Current guidelines from the North American Menopause Society reflect this evidence. For women younger than 60 or within 10 years of menopause with no contraindications, the benefit-risk ratio favors treatment. For women who are older than 60 or more than 10 years past menopause, the balance tips toward greater risk of heart disease, stroke, blood clots, and dementia.

Who Should Not Use Estrogen Therapy

Certain health conditions make estrogen therapy too risky. These include:

  • History of breast cancer
  • History of blood clots (deep vein thrombosis or pulmonary embolism)
  • History of stroke
  • Coronary artery disease
  • Uncontrolled high blood pressure
  • Migraine with aura
  • Current smoking over age 35 (for combined hormonal products)

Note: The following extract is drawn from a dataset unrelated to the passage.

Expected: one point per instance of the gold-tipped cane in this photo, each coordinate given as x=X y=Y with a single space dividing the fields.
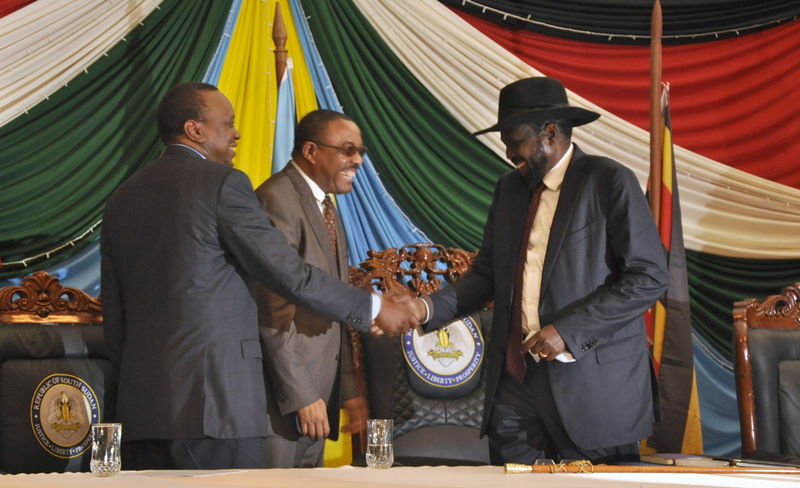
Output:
x=588 y=467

Some of these are absolute contraindications, while others depend on severity and your overall risk profile. Women with migraines without aura who are under 35, for example, may still be candidates depending on the formulation.

Common Side Effects

The most frequently reported side effects of estrogen therapy are breast tenderness, nausea, bloating, headaches, and mood changes. Some women on combined estrogen-progestogen therapy also experience vaginal bleeding, particularly in the first few months. These side effects are often manageable. Switching from a pill to a patch, adjusting the dose, or trying a different progestogen regimen can resolve most issues without stopping treatment entirely.

Side effects tend to be most noticeable in the first weeks to months of therapy and often improve as your body adjusts. If they persist or worsen, that’s usually a signal to revisit the dose or delivery method rather than to abandon therapy altogether.

How Long Treatment Typically Lasts

There’s no single right answer for how long to stay on estrogen therapy. Current guidance recommends using the lowest effective dose for the shortest duration needed, with periodic check-ins to reassess whether continuing makes sense. For many women, vasomotor symptoms last several years and then taper off, making a few years of treatment sufficient. Others experience symptoms well into their 60s or beyond and may benefit from longer use.

Longer durations of therapy are considered appropriate when there’s a documented, ongoing need, such as persistent hot flashes or continued bone loss risk. The decision to continue is best made collaboratively, weighing your current symptoms, risk factors, and how you respond to treatment over time. The risks of therapy, particularly blood clots and stroke, do increase modestly with duration, so staying on estrogen indefinitely without reassessment is not recommended.